Upon generating the plurality of groups of molecules, the method 300 sequentially feeds each group amongst the plurality of groups of molecules, the plurality of structured tables with table captions, the plurality of text chunks, the chemical composition schema, and the composition instance extraction prompt, to one of the plurality of GPT models, to generate the plurality of chemical composition instances with the plurality of target molecular property values associated with the plurality of target properties. The composition instance extraction prompt provided to one of the plurality of GPT models with respect to the plurality of text chunks for text processing, in accordance with some embodiments of the present disclosure, is defined as: “Assume you are a chemical engineer.
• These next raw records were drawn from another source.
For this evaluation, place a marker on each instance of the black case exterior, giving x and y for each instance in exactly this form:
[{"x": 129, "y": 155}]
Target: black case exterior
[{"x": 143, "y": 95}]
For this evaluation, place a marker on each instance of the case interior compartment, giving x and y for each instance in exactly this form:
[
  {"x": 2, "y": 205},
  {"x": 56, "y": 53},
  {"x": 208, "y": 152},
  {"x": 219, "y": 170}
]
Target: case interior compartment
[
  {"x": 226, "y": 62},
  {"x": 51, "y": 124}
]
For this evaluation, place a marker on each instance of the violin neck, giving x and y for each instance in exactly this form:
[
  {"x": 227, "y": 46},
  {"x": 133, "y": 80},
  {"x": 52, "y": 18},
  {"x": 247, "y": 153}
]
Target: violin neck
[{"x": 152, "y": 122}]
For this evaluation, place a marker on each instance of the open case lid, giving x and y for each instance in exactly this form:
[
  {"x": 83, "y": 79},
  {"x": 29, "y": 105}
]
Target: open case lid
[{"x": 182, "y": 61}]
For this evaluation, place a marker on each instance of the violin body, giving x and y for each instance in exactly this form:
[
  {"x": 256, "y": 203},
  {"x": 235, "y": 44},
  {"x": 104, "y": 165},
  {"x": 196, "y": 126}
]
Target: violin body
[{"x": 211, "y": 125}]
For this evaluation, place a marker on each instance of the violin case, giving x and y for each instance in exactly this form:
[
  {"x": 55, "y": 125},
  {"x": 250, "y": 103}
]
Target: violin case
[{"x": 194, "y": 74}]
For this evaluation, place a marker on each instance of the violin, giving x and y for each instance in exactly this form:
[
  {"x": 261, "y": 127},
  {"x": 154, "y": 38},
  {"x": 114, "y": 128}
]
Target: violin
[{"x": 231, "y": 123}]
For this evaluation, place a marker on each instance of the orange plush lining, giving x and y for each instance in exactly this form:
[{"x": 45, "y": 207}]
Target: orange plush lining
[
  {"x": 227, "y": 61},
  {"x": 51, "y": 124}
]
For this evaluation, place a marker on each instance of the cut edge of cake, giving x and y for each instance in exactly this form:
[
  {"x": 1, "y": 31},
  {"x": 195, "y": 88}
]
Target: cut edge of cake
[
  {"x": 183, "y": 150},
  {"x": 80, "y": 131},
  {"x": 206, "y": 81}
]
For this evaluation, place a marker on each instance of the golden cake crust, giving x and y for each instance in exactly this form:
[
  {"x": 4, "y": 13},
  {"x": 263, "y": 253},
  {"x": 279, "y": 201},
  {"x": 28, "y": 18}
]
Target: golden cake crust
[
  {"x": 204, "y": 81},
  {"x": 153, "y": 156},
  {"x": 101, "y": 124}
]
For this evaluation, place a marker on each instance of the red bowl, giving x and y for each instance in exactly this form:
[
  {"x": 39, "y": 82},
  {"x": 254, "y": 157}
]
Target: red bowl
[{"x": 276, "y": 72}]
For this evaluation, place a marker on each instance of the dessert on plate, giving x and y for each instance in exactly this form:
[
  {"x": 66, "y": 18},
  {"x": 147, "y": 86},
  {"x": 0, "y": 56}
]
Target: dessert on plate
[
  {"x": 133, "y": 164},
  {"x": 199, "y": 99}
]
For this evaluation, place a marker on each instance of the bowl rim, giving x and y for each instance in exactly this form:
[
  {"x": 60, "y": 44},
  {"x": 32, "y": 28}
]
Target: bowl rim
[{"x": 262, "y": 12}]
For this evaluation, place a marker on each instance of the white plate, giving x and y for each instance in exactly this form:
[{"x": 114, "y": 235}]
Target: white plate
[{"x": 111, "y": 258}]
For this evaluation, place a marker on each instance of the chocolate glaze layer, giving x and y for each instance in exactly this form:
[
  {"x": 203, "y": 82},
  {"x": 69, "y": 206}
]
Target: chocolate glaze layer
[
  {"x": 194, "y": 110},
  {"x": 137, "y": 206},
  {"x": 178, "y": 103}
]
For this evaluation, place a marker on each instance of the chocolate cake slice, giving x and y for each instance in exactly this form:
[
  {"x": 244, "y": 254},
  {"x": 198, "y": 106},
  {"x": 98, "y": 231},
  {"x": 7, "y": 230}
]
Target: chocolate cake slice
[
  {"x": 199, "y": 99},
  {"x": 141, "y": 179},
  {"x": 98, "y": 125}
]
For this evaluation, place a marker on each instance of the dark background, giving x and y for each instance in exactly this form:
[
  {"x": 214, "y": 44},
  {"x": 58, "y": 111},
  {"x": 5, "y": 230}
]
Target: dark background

Given a text chunk delimited by three backticks, and the schema delimited by double backticks: Extract information for {MoleculeGroup-N} using the Schema from the provided text and generate a structured JSON output for all information mentioned in the text. Do not include any preamble, and only output JSON where information is available. Do not include JSON elements where the value is empty, null, or 0. Treat spaces in values as decimal points, such that ‘38 2’ becomes ‘38.2’. Do not indent the JSON output.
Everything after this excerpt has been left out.